The Agency Trading Desk Pivot

While spend continues to grow at the ATDs, these new agency ad networks might find it difficult to keep expanding if clients decide to in-house some of the processes. So, what's next for the likes of Xaxis, for instance? Unlike the rest of the ATDs, Xaxis is a different proposition. It works and functions like a traditional ad network. It very much depends on the plan to be allocated budget.

If Mindshare, MediaCom, et al. are forced by clients to build this CTD model, where does Xaxis sit? The solution is pretty simple. Xaxis, like all good networks, must chose a side — buy or sell side. Given that the buy side will be managed at the agency level, Xaxis has but one choice: become an SSP. Now, the margins might be a lot smaller, but the scale of spend and sustainability of the model would make it very attractive.

Xaxis is in the unique position of being able to leverage powerful Group M trading agreements. Imagine the possibilities around programmatic guaranteed if Xaxis flipped its model. There is no reason why MediaCom and Mindshare couldn't buy from the Xaxis supply; and it wouldn't be just those two alone. Many of the creative agencies are now getting into media buying, and there is likely to be a huge opportunity for the Xaxis SSP as that spend increases.

There is also the opportunity of external demand too. WPP has a ridiculous number of data sources within its organisation. If Xaxis could get access to this data and layer it on to inventory bought in, it could well allow external buyers access too. This could pose a significant threat to those sell-side solutions working with established premium publishers.
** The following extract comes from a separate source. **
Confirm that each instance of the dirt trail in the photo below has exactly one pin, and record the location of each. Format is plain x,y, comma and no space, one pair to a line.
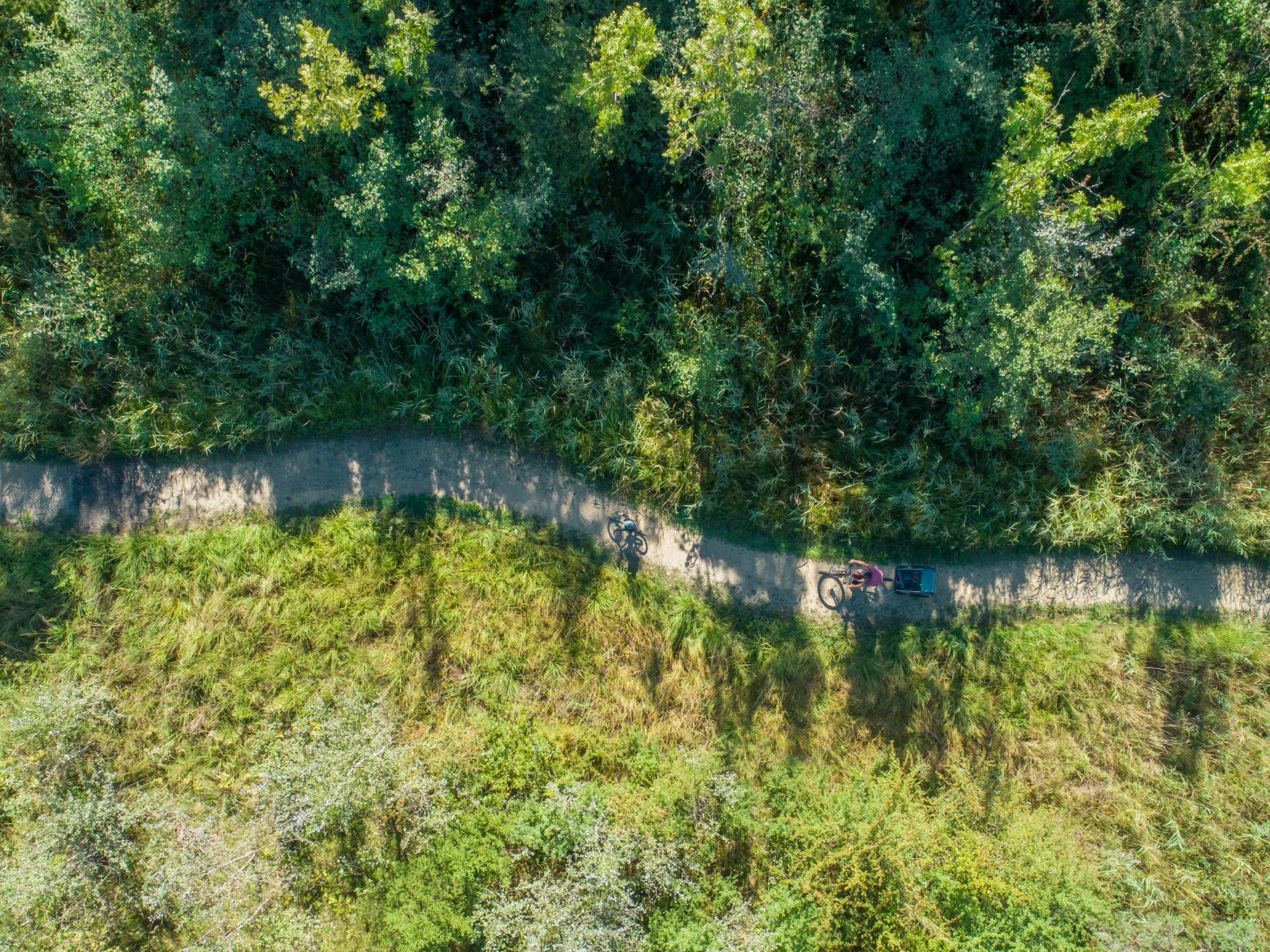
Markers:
128,493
If successful, you could imagine other trading desks following a similar route.

Agencies Look More Like Ad Networks, and Ad Nets Look More Like Agencies

The ad network is the great survivor, but its traditional role has radically changed. Instead of executing third-party buys, the ad net now has to look more like a consultancy. It will have to think about becoming an enabler, offering value to agencies. Whether it is analytics or tech, its role in the ecosystem has changed forever. It is for this reason that massive scale will become a major issue, particularly if it is dependent on media spend for its survival. This is why these ad tech IPOs are beyond comprehension. Algorithms won't matter if there is no plan. Going direct is a dangerous option too. Only one company in Europe successfully managed it, but then retargeting is both sticky and highly addictive. So, the ad net survives, but now looks more like a SaaS solution. This transition will be interesting.

The client is now taking control, and the market feels it is about to shift again. Let's see who is prepared for the fallout.